Are CRs Always That Bad?
Fortunately (or unfortunately) agencies have gotten used to CR uncertainty, and typically make Plan Bs in case CRs disrupt their plans. But even this sort of contingency planning is problematic.
For example, a 2009 United States Government Accountability Office (GAO) report exposed several instances where CRs disrupted agency operations—delaying contract awards, deferring hiring and training, unnecessarily increasing redundant work, and costing taxpayers more money in the long-term.
This all can sound abstract, but the impacts are very real. In one case cited by GAO, an agency delayed awarding a contract during a CR period in order to reserve money for more pressing needs. After the CR, when the contract was finally awarded, the cost for the work had increased by $5.4 million—taxpayer dollars, down the drain.
But CRs Are Better Than a Shutdown!
As bad as CRs can be, they are far better, less expensive, and less disruptive than government shutdowns.
As reference, it has been estimated that the 2013 government shutdown resulted in $24 billion in lost economic output. That’s a lot of money. So if the choice is shutdown or CR, a CR is almost always the better option.
How Can I Fight for Progressive Values With This Knowledge?

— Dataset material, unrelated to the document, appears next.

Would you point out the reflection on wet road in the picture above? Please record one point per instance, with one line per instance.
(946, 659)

Congress hasn’t been so good at agreeing to things recently, so it’s likely that we’ll see more than a few CRs in the coming years. As CRs are drafted and come up for votes, it’s critical that you stay vigilant and hold your MoC accountable for what’s in them.
CRs are particularly concerning as we move from the Trump Administration to the Biden Administration. Because a CR continues the status quo, any CR in 2021 just extends Trump-era priorities. Not good!
Instead, we should demand that Congress wield the Democratic trifecta that we’ve won and pass a strong, bold moral funding package without allowing Republican hostage-taking.
Call your MoC and let them know what programs are important to you. Be persistent, get the facts, and remind them that CRs are a band-aid: OK in the short-term, but not a long-term answer. Government works best when it isn’t lurching from crisis to crisis, and Americans deserve a Congress that can do more than the bare minimum to keep the lights on.
Also, CRs, like any spending bills, are magnets for policy riders – often-nasty amendments that members try to attach to spending bills, both to enact bad policy and to obstruct the appropriations process. Ask your MoC not to support harmful riders in spending bills and in CRs.